A high-tech cousin to the Breathalyzer may be the future of cancer detection. Trials of a simple cancer spotting breath test are underway at the University of Southern California (USC). Participants have volunteered to see if the the “BreathLink” app and it’s partner device, the Breathscanner, can detect cancer.
“It’s just like a breathalyzer for alcohol, only it’s a billion times more sensitive,” Dr. Michael Phillips of Menssana Research, who is spearheading the project, told CBS’s Susan Spencer.
Breathscanner collects human breath. Then BreathLink, a cloud application device, subjects the volatile organic compounds (VOCs) in it to concentration analysis. It uses gas chromatography to separate alveolar breath VOC samples and then detects each specific target using surface acoustic wave detection (GC-SAW) or flame ionization (GC-FID). It is sensitive to the picomolar (parts per trillion).
BreathLink has already identified patients with active pulmonary tuberculosis accurately, and these latest trials are the next step in the process.
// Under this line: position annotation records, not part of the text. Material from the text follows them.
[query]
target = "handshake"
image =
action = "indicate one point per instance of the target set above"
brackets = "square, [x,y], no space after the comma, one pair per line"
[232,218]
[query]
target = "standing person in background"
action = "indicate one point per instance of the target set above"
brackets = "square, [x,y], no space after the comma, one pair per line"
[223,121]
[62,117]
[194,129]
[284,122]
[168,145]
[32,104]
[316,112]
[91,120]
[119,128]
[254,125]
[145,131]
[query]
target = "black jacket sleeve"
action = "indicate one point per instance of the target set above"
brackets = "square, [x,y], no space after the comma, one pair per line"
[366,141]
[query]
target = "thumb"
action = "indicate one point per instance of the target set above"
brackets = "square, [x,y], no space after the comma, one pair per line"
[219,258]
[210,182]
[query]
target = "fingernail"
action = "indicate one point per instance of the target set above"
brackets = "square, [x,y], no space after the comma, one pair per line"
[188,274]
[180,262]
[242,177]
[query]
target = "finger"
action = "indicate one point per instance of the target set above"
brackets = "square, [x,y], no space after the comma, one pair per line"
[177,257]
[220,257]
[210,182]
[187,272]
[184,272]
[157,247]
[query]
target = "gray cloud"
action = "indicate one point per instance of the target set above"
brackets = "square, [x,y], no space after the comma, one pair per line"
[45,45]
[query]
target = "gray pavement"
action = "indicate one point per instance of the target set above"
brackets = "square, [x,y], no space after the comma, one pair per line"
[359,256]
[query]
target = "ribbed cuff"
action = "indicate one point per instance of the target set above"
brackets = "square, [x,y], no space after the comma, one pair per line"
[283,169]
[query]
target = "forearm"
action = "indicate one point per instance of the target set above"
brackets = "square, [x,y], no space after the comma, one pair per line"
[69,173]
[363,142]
Current clinical studies include detection of lung and breast cancer, as well as heart transplant rejection. The device’s makers hope that these trials, if successful, will pave the way toward FDA approval.
A different breath test, developed at Imperial College London is based on selected ion flow-tube mass spectrometry, is also undergoing trials. Thus far, it has successfully detected esophageal and stomach cancers in 300 patients with 85 percent accuracy. Lead researcher Dr. Sheraz Markar commented to the European Cancer Congress 2017 in January:
“At present the only way to diagnose esophageal cancer or stomach cancer is with endoscopy. This method is expensive, invasive and has some risk of complications. A breath test could be used as a non-invasive, first-line test to reduce the number of unnecessary endoscopies. In the longer term this could also mean earlier diagnosis and treatment and better survival.”
Similarly, Breathscanner touts few complications, fast results, and earlier diagnosis. Since it’s a mobile point-of-care system, it can be used in the field or in an office—anywhere that has an Internet connection. It works in tandem with the BreathLink cloud application device, which uses proprietary algorithms to identify markers of disease and oxidative stress. Then, it sends data to servers in a central laboratory, where all data exchanges are protected by defense-level encryption. For patients, the process is simple: they just breathe into the device for two minutes. Less than ten minutes later, they have their answer.
When asked whether patients with cancer really have different breath, Dr, Phillips said, “The answer to that is definitely yes, for breast cancer and lung cancer.”
Dr. Markar explains why: “Because cancer cells are different to healthy ones, they produce a different mixture of chemicals.”
These two trials are signaling the future of cancer detection. Both research teams are working on detecting additional kinds of cancer in breath.